Mr Pearson says that the difference between law firms’ capacity to offer investigation services and those of the existing companies is that ‘they are coming at it from a different angle’.

He explains: ‘They [the specialist companies] tend to deal with risk more generally, and to case out the ground for people. For example, they might check out the feasibility of setting up a contract in Kazakhstan.’

He says that where lawyers can really add value in investigations is where there is a need for evidence-based research. ‘If the investigation requires taking evidence from individuals and then presenting it in an analytical way, that clearly is a skill that litigators have,’ he says.

Mr Dawson says that where TRAG’s services would differ is in offering more focused specialist services, such as computer forensics and fraud-related forensic accounting, or in carrying out investigations of individuals or companies, which law firms without a global network might find difficult.

City firm Taylor Wessing sought to bridge this gap late last year by joining forces with niche investigation consultancy Cobasco Group. They offer what is described as a unique fraud prevention and investigatory service for business owners and managers, combining a security and health check for companies.

The pair compare databases to check for conflicts of interests of employees; review anti-money laundering systems, data protection, employment contracts, monitoring and fraud prevention policies; and gather evidence and take legal action to recover proceeds of fraud.
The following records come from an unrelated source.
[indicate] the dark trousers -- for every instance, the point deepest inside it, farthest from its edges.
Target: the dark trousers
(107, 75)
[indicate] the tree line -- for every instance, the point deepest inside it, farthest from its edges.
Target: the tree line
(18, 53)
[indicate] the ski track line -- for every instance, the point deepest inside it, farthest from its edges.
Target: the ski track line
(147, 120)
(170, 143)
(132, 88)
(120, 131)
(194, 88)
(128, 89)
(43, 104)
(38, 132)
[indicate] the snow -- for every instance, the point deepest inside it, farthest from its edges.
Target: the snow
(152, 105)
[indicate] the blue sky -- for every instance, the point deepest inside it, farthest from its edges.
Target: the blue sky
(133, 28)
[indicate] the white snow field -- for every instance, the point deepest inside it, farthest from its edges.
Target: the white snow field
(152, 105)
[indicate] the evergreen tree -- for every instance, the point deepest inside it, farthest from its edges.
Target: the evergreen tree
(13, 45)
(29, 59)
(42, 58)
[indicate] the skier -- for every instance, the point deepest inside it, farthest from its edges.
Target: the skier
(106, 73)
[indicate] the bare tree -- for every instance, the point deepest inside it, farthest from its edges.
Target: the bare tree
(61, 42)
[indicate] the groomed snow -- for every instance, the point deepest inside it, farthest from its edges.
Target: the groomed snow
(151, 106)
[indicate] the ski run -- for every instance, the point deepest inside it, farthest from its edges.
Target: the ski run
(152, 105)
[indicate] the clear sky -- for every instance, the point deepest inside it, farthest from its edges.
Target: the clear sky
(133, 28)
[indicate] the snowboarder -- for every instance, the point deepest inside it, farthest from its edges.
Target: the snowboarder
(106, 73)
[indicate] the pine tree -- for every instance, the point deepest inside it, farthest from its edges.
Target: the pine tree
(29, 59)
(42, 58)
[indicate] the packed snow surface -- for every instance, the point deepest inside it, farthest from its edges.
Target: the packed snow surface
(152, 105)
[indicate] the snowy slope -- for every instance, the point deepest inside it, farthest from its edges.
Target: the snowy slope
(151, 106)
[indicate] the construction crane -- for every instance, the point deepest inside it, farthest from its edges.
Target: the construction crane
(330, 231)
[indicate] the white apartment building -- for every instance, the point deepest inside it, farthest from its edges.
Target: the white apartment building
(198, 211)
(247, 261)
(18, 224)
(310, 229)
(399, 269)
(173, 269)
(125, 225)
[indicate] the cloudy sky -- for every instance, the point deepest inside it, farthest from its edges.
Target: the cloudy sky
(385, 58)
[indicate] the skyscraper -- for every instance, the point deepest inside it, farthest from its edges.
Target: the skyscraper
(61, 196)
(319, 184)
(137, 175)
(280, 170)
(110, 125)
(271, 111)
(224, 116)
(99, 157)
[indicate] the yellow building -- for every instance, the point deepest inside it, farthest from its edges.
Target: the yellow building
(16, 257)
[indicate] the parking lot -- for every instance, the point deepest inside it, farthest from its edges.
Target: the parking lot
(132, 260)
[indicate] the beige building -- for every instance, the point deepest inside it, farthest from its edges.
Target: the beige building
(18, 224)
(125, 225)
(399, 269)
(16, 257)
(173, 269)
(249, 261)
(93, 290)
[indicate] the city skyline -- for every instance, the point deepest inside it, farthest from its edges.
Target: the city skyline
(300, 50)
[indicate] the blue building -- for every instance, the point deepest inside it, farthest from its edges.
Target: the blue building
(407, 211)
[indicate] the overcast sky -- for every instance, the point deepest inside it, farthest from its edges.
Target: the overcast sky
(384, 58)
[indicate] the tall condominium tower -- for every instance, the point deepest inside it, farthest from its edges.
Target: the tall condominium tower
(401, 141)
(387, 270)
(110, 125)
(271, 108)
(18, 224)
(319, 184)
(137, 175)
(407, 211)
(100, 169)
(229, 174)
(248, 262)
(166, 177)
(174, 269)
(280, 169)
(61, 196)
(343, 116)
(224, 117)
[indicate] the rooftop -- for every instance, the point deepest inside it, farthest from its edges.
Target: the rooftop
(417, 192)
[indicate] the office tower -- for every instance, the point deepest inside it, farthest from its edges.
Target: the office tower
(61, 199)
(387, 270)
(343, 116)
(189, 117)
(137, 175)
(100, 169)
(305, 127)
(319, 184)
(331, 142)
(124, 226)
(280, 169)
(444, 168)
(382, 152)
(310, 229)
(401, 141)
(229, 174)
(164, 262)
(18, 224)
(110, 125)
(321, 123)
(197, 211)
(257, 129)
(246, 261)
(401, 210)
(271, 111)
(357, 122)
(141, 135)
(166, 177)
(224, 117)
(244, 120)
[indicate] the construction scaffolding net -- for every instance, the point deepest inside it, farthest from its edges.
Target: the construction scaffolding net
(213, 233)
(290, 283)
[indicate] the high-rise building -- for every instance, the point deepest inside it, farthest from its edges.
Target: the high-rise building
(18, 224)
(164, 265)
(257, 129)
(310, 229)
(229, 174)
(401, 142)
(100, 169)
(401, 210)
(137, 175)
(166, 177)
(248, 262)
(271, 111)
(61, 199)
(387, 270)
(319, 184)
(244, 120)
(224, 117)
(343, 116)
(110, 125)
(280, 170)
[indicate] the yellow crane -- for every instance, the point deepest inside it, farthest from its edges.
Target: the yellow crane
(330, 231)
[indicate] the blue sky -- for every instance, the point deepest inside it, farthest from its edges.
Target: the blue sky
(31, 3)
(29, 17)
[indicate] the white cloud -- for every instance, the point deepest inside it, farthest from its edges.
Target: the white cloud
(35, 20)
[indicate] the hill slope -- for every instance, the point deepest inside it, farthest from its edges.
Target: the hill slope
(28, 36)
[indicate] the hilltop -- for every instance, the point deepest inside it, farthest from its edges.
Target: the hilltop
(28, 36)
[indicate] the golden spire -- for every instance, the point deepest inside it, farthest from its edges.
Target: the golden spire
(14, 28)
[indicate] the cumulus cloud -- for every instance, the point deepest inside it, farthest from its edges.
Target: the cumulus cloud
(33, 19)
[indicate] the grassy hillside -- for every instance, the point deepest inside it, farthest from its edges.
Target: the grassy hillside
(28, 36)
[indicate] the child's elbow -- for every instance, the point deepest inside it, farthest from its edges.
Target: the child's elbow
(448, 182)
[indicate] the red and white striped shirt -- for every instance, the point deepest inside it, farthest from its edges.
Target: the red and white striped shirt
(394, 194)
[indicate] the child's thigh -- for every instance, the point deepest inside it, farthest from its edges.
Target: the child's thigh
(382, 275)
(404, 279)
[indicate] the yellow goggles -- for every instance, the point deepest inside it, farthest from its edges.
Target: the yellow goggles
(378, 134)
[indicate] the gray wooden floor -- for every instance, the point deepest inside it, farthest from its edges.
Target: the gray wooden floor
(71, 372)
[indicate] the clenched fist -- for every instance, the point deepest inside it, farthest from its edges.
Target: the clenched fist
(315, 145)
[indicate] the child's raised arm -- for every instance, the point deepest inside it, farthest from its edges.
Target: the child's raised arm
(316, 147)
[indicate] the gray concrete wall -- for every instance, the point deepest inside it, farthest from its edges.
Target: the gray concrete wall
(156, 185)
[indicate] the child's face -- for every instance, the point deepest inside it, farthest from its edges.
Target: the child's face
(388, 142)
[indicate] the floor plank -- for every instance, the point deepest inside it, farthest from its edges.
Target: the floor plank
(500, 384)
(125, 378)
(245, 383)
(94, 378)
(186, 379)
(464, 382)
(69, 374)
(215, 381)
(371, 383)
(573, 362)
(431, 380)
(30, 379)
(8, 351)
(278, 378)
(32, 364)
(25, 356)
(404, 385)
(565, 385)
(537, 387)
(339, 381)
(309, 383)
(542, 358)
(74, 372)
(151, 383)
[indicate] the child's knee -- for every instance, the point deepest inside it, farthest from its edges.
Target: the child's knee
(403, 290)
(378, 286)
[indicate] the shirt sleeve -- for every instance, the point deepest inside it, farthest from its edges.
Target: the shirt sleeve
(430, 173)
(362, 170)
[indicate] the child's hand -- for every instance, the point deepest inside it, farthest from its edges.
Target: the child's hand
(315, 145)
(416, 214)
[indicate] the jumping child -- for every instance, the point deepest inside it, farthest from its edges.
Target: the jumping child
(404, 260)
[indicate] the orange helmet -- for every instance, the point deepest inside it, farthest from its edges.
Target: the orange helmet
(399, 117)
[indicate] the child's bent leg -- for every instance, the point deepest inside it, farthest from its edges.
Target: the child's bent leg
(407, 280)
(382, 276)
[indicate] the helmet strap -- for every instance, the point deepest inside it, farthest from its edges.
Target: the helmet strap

Mr Dawson explains that investigations into individuals usually start with a public record search against the name to unearth directorships, property registered against the name, outstanding litigation against the target or bankruptcy and county court orders, and any press comment surrounding them.

These primary leads would then follow onto more involved interviews with other individuals whose associations with the target individual have become apparent from the investigation.

He adds: ‘For example, TRAG is often asked to investigate the background of individuals who are engaged in litigation with a law firm’s clients. In such cases, an understanding of the circumstances of other litigation in which those individuals may have been involved can be important.’

Some of these roles seem on the face of it to involve work similar to that carried out by litigation departments in law firms.

So perhaps many firms will soon be opening shop as investigators.

Mr Pearson says that whether firms set up their own investigations teams – like Lawrence Graham – or not, ‘it is an area that firms should be looking at to draw together their expertise – it’s certainly something that we’re doing’.